His heart pounding, he hid himself in the main hall of the innermost courtyard. There was a narrow alley outside the window, which he had opened and could get out of in a matter of seconds. Now he was really fired up, his frustration at the loss of Nanking completely forgotten.
The Japanese soldiers arrived in the inner courtyard and came into view. He held the pistol in one hand and, with his teeth, pulled the pin out of the grenade, silently counted to three, and then lobbed it out on the count of four. He was anxious not to waste any of the explosives he had, so the grenade had to land in the best possible position. As he threw it, he turned and hurled himself at the window. With the benefit of all his hard training, it took no more than a couple of seconds to scale the wall and land on the other side.
But the Japanese were also well trained. They had not been seriously wounded and were soon at the back windows themselves. Bullets hit the tree trunk to the left of him and the crumbling wall to the right.
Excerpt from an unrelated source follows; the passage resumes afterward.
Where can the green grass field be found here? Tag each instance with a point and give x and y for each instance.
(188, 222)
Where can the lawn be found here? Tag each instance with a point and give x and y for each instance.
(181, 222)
Then he realised one had hit him in his left side.
There was a high wall in front of him on the other side of the alley and the light from nearby fires lit up a cross atop a building inside. This must be an American church, he thought. The only way to get into the church grounds was by climbing the plane tree. He scaled its much-scarred trunk, and with each pull up, the wound in his left side oozed a spurt of blood.
When he got to the top of the wall, he saw seven or eight crosses. This was a graveyard, planted with poplars and holly, and Dai’s eye fell on a building which looked like a small temple. He dived underneath the dome, sat down, undid his buttons and took out his first-aid kit. He probed his side but could not feel a bullet. This was much better than he had imagined. Now he just needed to staunch the wound. He was bleeding freely into his jacket and its sodden weight quickly turned icy cold.
He bound up the wound, his teeth chattering uncontrollably from the cold. This foreign ‘temple’ was a perfect, miniature mausoleum. If he died here, he would be dying among strangers, he thought.
When it got light, he discovered he had slept a little.